Changes in the expression of genes play an important role in the evolution of phenotypes, however, protein-coding DNA is not the only DNA to be transcribed. Yet, it is currently unclear what fraction of noncoding transcripts are biologically relevant. Evolutionary conservation at the level of sequence, position, and expression is one approach for understanding transcript functionality. Here, we use directional paired-end RNA-Seq data to assess changes in global transcript abundance in five tissues of humans, chimpanzees, and rhesus macaques. We assay expression in noncoding intergenic regions, including both sense and antisense (relative to nearby genes) noncoding transcripts. We find that an abundance of noncoding transcripts, including many never previously annotated, are conserved in both location and expression level between species, suggesting a possible functional role for the broader category of conserved transcripts. We find a significant enrichment of intergenic RNA expression in regions flanking both the 5’ and 3’ regions of protein-coding genes. While the expression of noncoding RNAs are more conserved than expected by chance, expression levels can change rapidly over evolutionary time, with sense transcripts more conserved than antisense noncoding RNAs.

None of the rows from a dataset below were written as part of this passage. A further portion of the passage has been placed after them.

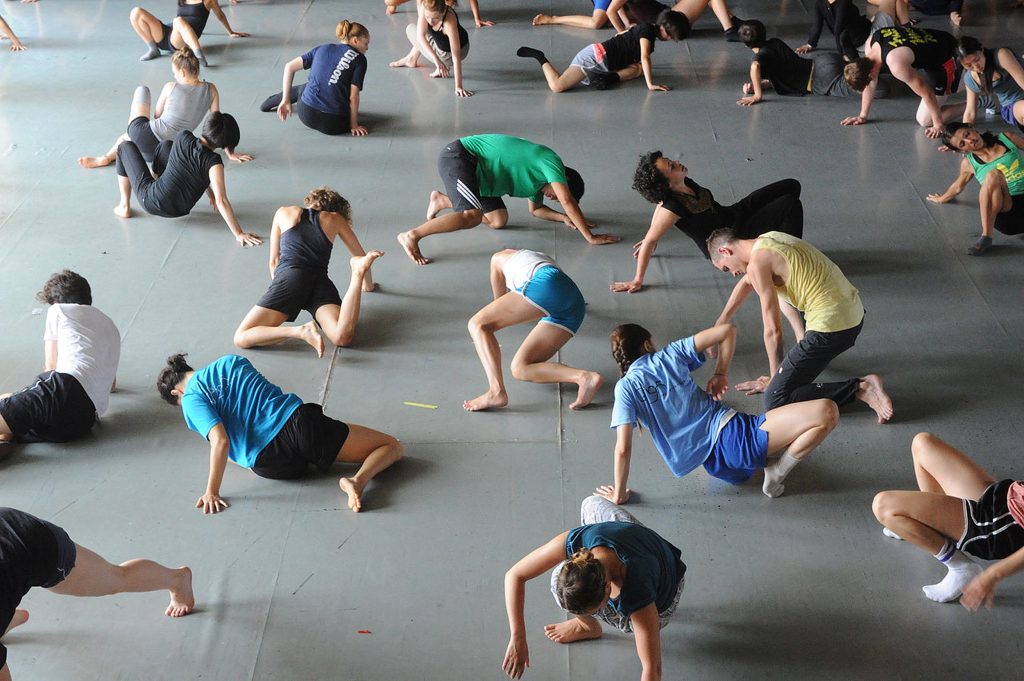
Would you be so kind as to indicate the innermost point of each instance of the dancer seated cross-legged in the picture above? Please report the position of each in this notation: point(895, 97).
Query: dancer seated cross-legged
point(611, 569)
point(529, 286)
point(690, 427)
point(37, 553)
point(301, 240)
point(960, 512)
point(252, 422)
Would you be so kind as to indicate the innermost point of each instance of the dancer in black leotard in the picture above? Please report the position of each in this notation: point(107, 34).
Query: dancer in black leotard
point(300, 251)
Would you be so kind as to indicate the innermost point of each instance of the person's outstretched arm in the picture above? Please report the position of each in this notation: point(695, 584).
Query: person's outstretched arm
point(965, 177)
point(219, 445)
point(660, 222)
point(224, 208)
point(535, 563)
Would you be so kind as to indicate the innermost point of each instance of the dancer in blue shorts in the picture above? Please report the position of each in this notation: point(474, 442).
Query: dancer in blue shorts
point(691, 427)
point(543, 292)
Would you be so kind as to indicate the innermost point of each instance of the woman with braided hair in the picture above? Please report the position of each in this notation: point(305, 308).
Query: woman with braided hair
point(691, 427)
point(610, 568)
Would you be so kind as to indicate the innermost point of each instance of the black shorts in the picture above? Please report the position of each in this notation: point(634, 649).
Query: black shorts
point(54, 409)
point(140, 133)
point(308, 438)
point(989, 530)
point(458, 170)
point(296, 289)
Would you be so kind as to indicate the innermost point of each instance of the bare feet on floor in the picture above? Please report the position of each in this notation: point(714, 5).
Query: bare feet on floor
point(354, 492)
point(182, 600)
point(571, 631)
point(589, 386)
point(485, 401)
point(310, 334)
point(873, 394)
point(412, 246)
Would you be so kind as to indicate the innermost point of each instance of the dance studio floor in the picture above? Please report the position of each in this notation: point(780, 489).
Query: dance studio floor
point(290, 584)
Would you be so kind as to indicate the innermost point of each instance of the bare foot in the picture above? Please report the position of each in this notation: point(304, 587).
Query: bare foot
point(571, 631)
point(354, 492)
point(873, 394)
point(94, 161)
point(437, 203)
point(20, 616)
point(182, 599)
point(485, 401)
point(591, 383)
point(412, 246)
point(310, 334)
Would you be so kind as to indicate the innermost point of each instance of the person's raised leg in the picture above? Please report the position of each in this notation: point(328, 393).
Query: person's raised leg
point(452, 222)
point(375, 451)
point(795, 431)
point(150, 29)
point(530, 364)
point(92, 576)
point(507, 310)
point(339, 322)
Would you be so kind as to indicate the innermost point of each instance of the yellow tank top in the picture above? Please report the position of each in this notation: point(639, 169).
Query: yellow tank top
point(816, 286)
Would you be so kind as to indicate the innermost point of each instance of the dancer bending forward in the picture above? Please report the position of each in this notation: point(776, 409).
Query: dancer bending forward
point(961, 509)
point(543, 292)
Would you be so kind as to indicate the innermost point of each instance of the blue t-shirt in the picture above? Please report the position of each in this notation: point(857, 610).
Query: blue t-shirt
point(653, 567)
point(334, 68)
point(682, 419)
point(232, 392)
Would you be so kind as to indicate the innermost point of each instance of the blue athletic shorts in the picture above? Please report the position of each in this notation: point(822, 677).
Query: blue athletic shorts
point(740, 451)
point(553, 291)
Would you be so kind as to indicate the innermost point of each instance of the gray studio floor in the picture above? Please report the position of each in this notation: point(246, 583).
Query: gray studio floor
point(800, 587)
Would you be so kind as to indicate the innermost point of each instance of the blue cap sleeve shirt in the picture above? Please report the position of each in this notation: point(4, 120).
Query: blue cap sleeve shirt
point(653, 567)
point(232, 392)
point(658, 392)
point(333, 70)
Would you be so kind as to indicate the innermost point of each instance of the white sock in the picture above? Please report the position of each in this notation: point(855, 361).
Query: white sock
point(962, 570)
point(775, 473)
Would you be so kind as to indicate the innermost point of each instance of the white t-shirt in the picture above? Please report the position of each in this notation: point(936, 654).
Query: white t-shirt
point(88, 348)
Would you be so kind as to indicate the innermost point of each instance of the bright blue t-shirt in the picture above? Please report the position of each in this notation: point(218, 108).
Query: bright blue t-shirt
point(653, 567)
point(682, 419)
point(334, 68)
point(232, 392)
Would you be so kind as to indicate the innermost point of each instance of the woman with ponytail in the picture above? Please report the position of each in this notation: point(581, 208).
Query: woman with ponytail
point(252, 422)
point(690, 427)
point(329, 100)
point(611, 569)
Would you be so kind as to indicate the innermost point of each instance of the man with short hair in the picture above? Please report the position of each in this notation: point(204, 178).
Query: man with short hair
point(775, 265)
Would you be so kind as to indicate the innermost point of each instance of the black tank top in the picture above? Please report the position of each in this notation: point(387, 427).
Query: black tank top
point(931, 48)
point(305, 245)
point(196, 16)
point(441, 40)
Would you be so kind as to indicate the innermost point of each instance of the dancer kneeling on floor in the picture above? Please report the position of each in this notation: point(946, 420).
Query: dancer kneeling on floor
point(623, 57)
point(961, 509)
point(250, 421)
point(36, 553)
point(529, 286)
point(690, 427)
point(329, 100)
point(184, 170)
point(611, 568)
point(301, 241)
point(82, 347)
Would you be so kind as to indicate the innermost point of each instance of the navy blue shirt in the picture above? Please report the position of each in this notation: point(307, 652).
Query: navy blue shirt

We also find a negative correlation between 5’flanking antisense transcripts and the expression of the downstream gene, suggesting that these antisense transcripts are playing a regulatory, possibly repressive, role for nearby genes. Looking more broadly over multiple tissues, we find that many of these noncoding transcripts are playing tissue-specific roles. Comparative approaches may provide important insights into genes responsible for differences in metabolic functions between humans and non-human primates, as well as highlighting new candidate noncoding transcripts for further functional studies.